KARACHI: The Minister for Health and Population Control, Dr Azra Pechuho, has directed the officials of livestock to carry out sprays on all the animals brought to Sindh at the check-posts on Sindh and Balochistan border, in order to protect people from the deadly Congo virus.
While chairing a meeting at her office, she directed all the stakeholders, including officials from the livestock department and Karachi Metropolitan Corporation (KMC), to take necessary precautionary measures. Additional Chief Secretary Dr Usman Chachar and General Health Director Dr Mobeen were also present at the meeting.
She directed the Karachi Health Director to keep records of all Congo virus related cases and submit a report daily to the data surveillance cell so that the situation could be assessed. She also ordered to keep the record of 12 other diseases to initiate the awareness campaigns.

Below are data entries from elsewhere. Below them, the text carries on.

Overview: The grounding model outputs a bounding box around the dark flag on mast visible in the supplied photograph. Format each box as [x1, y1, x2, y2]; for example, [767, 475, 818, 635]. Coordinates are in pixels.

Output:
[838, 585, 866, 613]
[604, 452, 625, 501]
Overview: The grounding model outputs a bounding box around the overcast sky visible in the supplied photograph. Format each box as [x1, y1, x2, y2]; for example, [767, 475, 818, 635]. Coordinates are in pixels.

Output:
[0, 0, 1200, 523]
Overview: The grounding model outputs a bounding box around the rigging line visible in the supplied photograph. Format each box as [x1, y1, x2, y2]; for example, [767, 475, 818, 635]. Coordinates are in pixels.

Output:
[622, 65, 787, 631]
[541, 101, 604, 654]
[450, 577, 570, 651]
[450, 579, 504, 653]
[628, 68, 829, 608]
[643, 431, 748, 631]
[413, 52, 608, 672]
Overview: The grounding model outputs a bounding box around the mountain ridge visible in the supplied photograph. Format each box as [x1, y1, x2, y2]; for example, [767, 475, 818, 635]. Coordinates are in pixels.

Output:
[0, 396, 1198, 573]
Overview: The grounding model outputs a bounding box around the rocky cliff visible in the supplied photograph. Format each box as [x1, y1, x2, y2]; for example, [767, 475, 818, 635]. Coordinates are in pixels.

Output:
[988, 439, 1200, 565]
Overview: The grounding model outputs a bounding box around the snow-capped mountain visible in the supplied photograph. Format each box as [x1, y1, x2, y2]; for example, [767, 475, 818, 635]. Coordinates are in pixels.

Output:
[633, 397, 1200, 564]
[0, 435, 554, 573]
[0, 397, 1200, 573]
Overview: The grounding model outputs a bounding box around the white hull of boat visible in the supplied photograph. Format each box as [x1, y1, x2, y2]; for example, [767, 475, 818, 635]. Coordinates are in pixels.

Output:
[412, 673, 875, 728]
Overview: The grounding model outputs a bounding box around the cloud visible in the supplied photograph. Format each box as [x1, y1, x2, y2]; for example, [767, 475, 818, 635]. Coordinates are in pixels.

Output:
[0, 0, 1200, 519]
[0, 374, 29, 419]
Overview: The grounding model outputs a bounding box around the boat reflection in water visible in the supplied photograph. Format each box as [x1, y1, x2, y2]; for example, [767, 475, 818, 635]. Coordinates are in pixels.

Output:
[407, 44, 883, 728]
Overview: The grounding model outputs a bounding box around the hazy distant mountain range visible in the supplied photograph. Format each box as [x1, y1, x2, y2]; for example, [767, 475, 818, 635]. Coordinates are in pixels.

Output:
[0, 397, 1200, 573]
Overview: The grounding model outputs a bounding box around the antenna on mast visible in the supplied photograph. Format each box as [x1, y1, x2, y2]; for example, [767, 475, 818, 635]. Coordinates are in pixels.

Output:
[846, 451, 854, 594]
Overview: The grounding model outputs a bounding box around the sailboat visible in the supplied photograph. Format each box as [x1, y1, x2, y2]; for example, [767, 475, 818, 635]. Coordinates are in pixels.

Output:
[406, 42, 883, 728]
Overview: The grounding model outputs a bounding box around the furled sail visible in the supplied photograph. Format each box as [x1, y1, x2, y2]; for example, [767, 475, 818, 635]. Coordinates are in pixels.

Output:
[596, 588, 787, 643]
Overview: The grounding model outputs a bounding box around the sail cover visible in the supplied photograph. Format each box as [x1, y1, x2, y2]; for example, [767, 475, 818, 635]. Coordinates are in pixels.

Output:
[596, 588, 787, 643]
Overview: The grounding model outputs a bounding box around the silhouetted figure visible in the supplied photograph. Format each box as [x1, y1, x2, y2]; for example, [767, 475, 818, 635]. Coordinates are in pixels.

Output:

Dr Pechuho directed the livestock officials and slaughter house workers to take precautionary measures while handling animals by initiating sprays and directed the programme manager for dengue to initiate campaign to control dengue in the province.
Currently, four out of 12 patients admitted at Jinnah Postgraduate Medical Center (JPMC) died after Eidul Azha, confirmed JPMC Executive Director Dr Seemin Jamali. Moreover, three patients are still under treatment at the isolation ward facility of the hospital. She added that there are patients coming in from Balochistan and Southern Punjab as well.
Dr Jamali said that the viral disease is highly contagious and has a high mortality rate, which can be spread through the bite of a ‘tick’ present on wild and domestic animals such as cattle, goats, sheep and hares.
In the current year, 55 cases of Congo fever were reported at Aga Khan University Hospital for either treatment or testing; of which the majority came in from Balochistan while others from Khyber Pakhtunkhwa and Punjab.
Six cases of Congo fever in this year, which came in from Sindh, resulted in deaths, said the focal person for Congo Prevention, Dr Syed Zafar Mehdi, due to frequent exposure of people with the sacrificial animals.
“The animals serve as amplifying hosts for the virus or it contacts with wounds and abraded skin of handlers,” explained Dr Mehdi, adding that transmission of Congo virus to humans occurs through contact with infected ticks of animal or human blood.
He added that the virus is so contagious that it can be transmitted from one infected human to another by contact with infectious blood or body fluids, and can infect medical care providers due to improper sterilisation of medical equipment, re-use of injection needles and contamination of blood supplies.
However, he said it can be avoided if the public and animal handlers use personal protective measures like appropriate clothing and gloves during handling and butchering of animals. According to Dr Mehdi, anti-tick repellants could help not to acquire Congo virus and the animals must be sprayed with or dipped into water having acaricide, cypermetherin, etc and later use insecticide chemicals to decontaminate the animal’s offal and waste to control the spread of virus.
Published in The Express Tribune, September 5th, 2018.